This is the passage from The Case With Nine Solutions:
Shenstone drew a small table to Dr. Ringwood’s elbow and placed the coffee on it; then, retiring for a moment, he returned with the telephone, which he plugged to a connection in the room.
“Bring it over here, Shenstone. I want to be sure that the bell will wake me if I happen to doze.”
J. J. Connington (1928). The Case With Nine Solutions, chapter 1. London: Gollancz.
Arnold Bennett commented:
As early as page 8 Mr. Connington impaired my respect for his knowledge of the world by the strange assumption that in moving a telephone-receiver nearer to you, you also move the telephone-bell nearer to you! A detail, but disquieting.
Arnold Bennett (1929). ‘I Take up the Challenge of Detective Fiction Lovers’. Evening Standard (17 January 1929), page 7. Reprinted in Andrew Mylett, editor (1974). Arnold Bennett: the Evening Standard Years, page 234. London: Chatto & Windus.
Bennett had assumed that Dr Ringwood had a telephone installation where the telephone bell was in the “bellset” (a box on the wall), not in the handset, so that moving the latter could have no effect on the former.
The photo below shows a GPO (General Post Office) bellset no. 1 (left, introduced 1908) and a “candlestick”-style telephone no. 150 (right, introduced 1924).

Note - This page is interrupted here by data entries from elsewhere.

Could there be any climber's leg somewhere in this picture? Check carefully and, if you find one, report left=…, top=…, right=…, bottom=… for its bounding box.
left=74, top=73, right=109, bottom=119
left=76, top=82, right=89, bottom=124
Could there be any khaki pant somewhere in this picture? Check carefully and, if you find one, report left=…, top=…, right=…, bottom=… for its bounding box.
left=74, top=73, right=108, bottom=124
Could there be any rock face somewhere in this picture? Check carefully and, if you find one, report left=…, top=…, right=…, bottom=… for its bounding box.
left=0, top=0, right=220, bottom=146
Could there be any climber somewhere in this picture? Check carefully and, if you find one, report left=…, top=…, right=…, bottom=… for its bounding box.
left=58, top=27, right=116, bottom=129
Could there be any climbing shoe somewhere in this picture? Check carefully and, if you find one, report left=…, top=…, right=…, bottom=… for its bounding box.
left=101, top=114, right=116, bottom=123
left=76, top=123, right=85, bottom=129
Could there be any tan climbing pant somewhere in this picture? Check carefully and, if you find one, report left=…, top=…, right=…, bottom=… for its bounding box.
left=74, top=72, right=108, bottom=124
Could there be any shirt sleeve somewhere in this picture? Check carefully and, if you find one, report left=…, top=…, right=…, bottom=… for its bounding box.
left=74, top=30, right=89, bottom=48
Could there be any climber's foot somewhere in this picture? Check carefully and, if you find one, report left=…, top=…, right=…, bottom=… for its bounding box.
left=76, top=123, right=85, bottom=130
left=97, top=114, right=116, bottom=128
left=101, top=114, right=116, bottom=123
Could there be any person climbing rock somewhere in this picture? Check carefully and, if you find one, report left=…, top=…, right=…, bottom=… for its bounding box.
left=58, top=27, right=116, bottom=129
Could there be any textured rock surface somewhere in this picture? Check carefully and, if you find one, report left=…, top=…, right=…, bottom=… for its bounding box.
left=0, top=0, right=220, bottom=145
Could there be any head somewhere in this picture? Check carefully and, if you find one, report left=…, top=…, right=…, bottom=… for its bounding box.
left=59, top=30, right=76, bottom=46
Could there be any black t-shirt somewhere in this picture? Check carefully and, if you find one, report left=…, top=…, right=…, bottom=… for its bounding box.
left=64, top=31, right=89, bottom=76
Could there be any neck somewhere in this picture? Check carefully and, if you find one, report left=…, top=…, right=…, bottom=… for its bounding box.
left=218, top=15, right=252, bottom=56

This configuration, with separate bellset and handset, was very common in the 1920s, but it was not universal, so it seems likely that in the passage from The Case with Nine Solutions, Connington was imagining a configuration with a combined bellset and handset, as in telephone no. 20, but didn’t realise that some readers would require this to be explained.